# What would you do with this space under stairs?



## joe-nwt (Jul 15, 2020)

Wine cooler and a beer fridge. Looks like a receptacle already there.


----------



## de-nagorg (Feb 23, 2014)

It probably housed a console TV in days long gone.

Maybe a fish tank?

A faux fireplace?

A Booze Box?

And the list goes on, only limited by the imagination.

Those chairs look to be interference for the door.


ED


----------



## Nealtw (Jun 22, 2017)

Is that the door from the garage?


----------



## PuffsRuffsNStuf (Jul 24, 2020)

You could always just drywall it over if you decide you don't like it. We were debating doing similar and stuffing a mini fridge in it (next to the wet bar). There wasn't enough clearance for the mini fridge though so we opted to just drywall over the opening. You don't *have* to do something useful with it.


----------



## SeniorSitizen (Sep 10, 2012)

We can see several options when using google to search under stair openings.

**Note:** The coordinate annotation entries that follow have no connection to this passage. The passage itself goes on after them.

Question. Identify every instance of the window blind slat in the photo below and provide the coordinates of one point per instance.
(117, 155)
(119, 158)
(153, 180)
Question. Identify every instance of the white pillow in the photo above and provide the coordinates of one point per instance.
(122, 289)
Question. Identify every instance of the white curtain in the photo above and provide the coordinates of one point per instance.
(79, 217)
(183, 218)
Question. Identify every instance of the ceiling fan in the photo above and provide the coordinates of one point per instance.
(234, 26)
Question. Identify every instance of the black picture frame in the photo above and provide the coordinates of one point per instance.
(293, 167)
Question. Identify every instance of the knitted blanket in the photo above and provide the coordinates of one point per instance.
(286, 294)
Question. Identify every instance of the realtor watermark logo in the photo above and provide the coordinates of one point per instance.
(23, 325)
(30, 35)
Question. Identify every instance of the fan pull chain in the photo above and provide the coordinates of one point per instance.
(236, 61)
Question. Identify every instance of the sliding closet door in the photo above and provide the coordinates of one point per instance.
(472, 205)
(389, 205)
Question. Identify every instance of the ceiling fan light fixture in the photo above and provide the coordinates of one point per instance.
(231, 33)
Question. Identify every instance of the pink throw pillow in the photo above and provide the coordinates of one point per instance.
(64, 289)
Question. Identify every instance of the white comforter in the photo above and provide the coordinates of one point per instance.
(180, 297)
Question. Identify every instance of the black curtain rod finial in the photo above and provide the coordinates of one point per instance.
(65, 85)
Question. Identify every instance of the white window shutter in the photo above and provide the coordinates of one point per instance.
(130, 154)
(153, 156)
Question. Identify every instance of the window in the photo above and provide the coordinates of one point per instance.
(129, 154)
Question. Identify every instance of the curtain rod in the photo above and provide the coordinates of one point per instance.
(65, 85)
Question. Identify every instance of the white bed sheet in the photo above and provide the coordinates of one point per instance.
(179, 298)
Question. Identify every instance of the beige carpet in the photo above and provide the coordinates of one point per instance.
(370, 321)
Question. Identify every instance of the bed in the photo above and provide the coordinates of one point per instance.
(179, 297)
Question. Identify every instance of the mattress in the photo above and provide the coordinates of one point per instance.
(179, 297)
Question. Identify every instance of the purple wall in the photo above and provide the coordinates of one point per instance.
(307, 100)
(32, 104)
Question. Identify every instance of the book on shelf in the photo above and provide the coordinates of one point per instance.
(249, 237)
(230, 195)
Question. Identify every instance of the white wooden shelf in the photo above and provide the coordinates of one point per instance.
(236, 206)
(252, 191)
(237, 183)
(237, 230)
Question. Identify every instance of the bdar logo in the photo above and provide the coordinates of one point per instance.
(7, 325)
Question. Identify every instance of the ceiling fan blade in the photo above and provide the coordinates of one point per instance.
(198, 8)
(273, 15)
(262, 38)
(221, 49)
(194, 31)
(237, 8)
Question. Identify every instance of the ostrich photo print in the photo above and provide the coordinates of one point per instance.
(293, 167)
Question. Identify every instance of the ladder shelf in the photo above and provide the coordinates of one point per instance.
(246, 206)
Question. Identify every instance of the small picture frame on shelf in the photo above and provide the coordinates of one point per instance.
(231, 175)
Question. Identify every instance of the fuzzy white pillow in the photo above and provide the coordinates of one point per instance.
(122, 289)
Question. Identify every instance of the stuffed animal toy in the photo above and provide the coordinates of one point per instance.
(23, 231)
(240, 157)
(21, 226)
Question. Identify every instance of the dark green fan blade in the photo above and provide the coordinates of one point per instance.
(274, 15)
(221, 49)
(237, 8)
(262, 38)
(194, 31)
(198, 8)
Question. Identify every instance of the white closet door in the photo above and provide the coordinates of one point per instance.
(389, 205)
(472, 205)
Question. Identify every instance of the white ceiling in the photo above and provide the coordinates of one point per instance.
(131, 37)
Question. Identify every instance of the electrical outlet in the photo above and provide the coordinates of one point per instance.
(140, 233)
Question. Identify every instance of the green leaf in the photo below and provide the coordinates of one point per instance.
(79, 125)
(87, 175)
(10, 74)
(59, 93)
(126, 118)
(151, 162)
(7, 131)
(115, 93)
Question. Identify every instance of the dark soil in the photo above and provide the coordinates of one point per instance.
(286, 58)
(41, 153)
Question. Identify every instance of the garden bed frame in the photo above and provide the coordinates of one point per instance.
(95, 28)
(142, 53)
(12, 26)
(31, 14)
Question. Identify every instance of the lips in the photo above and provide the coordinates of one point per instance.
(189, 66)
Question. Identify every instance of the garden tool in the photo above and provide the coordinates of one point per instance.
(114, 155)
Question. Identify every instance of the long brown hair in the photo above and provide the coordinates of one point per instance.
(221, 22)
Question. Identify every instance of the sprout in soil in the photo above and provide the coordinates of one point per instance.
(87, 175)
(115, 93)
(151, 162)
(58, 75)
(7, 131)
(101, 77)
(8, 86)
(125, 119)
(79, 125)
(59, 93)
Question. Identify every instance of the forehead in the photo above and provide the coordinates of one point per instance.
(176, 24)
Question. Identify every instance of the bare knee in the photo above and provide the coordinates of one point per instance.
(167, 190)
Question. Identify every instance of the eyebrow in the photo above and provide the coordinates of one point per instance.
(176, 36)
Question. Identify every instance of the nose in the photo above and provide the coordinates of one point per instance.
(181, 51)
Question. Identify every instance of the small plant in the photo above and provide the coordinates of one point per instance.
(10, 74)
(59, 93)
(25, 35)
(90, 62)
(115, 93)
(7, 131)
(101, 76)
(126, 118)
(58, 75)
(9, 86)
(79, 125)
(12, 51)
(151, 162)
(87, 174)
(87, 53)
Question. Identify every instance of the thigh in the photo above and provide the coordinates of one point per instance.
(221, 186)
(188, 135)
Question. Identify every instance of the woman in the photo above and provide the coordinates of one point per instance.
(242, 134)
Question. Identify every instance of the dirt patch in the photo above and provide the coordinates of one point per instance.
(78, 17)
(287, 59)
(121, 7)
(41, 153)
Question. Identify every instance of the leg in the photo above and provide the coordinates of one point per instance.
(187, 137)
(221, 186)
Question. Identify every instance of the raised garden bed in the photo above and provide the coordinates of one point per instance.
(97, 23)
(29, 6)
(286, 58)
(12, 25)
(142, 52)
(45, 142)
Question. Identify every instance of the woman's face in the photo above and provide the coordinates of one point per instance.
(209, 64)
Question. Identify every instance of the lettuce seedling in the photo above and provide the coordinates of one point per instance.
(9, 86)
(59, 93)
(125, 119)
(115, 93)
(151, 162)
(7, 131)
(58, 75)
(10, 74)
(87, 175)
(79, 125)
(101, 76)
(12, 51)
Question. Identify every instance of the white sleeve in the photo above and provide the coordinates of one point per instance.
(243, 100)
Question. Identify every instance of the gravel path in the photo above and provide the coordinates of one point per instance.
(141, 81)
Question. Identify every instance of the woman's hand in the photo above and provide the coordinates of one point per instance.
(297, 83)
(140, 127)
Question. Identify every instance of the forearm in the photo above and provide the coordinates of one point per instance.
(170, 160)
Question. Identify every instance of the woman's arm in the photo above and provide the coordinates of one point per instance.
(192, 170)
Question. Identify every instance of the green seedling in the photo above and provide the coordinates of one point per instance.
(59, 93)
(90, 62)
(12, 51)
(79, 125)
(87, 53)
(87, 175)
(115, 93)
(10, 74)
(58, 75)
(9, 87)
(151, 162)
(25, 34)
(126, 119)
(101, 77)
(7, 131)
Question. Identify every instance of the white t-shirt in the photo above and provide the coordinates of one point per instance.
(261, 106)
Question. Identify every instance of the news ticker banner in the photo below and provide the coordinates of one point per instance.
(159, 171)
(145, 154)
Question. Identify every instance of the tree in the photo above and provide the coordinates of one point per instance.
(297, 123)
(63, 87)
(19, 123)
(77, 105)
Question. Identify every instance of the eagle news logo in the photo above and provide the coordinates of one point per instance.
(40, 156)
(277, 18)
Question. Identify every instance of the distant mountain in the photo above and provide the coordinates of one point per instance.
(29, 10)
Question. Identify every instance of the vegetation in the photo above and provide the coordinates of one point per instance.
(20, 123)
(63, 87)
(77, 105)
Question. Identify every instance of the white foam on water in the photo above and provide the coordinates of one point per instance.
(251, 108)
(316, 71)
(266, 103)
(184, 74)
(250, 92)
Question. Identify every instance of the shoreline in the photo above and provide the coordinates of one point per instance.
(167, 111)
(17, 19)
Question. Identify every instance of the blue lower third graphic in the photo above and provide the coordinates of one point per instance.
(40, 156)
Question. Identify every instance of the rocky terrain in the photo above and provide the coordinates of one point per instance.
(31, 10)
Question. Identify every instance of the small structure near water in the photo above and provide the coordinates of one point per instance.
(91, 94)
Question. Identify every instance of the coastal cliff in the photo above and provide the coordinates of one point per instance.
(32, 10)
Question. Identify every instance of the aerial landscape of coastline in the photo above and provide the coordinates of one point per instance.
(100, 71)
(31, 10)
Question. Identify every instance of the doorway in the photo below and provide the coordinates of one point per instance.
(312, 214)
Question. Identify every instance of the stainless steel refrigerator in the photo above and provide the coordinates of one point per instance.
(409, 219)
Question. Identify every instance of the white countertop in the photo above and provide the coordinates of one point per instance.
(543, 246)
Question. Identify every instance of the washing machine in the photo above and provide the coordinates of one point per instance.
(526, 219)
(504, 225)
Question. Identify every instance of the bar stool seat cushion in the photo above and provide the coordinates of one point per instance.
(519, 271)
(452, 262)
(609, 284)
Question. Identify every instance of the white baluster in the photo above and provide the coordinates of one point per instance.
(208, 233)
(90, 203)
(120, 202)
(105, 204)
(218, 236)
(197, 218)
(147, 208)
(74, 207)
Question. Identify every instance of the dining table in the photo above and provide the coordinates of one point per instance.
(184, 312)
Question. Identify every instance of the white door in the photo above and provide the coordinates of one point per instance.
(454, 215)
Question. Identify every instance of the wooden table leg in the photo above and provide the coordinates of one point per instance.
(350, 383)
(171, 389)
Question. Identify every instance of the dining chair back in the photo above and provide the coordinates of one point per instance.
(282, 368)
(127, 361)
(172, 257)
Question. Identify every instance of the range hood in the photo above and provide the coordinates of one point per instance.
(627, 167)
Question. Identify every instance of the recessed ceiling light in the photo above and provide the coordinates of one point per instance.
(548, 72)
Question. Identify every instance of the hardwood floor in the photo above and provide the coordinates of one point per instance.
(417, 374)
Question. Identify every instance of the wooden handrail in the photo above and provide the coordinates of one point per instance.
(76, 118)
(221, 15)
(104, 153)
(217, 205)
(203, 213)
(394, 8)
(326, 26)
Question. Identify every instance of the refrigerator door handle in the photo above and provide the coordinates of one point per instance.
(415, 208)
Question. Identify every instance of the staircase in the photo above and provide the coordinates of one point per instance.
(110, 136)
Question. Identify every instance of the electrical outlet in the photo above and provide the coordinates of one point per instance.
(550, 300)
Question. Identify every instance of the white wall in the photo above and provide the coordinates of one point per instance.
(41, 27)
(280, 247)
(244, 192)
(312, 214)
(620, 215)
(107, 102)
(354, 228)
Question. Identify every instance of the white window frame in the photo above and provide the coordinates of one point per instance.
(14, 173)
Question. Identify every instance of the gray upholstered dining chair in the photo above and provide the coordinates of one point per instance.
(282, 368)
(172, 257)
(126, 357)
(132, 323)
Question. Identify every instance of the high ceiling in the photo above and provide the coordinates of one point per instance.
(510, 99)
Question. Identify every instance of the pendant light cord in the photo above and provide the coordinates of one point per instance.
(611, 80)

A small free standing chest of draws with pictures displayed might be a option if you're into a little more storage and pic displays.


----------



## Two Knots (Nov 12, 2011)

SeniorSitizen, that is a fantastic idea, functional as well as decorative,
and neat and clean.
Check here for some decorative chests.

https://www.hayneedle.com/furniture/dressers-&-chests_list_187703


----------



## SeniorSitizen (Sep 10, 2012)

I know a couple of guys that could build you one that would fit perfectly in that space,* but *one of those guys is not SeniorSitizen. For our daughter a son built the office fixture and son-inlaw built the printer table. GAWD i wish i was that talented.:vs_mad:


OH, i forgot, i did paint the printer table .:smile:




Edit: Edit:


----------



## 3onthetree (Dec 7, 2018)

I assume from the realtor pic the furniture was staging from the seller, so I don't know if you are using this as a sitting area or dinette. But either way my vote would be for a cabinet front to enclose the entire opening up, white to match the trim and not call attention to it but rather blend in the background.


----------



## lenaitch (Feb 10, 2014)

Isn't that supposed to be for Harry Potter when he comes to visit?


----------



## chandler48 (Jun 5, 2017)

I built a client a set of drawers to go under a staircase. I can't believe I didn't take pictures. Anyway, full length rollers and deep drawers for blankets and such. Perfect for under the staircase.


----------



## RustNeverSleeps (Sep 26, 2015)

Not sure the dimensions of that space are suitable, but I would be tempted to make it into a closet for the vacuum and cleaning supplies. Your house looks great, so there must be a power vac already hiding somewhere close by.


----------



## shanehaumps (Jun 3, 2020)

I will use it as a storage house  for cleaning things.


----------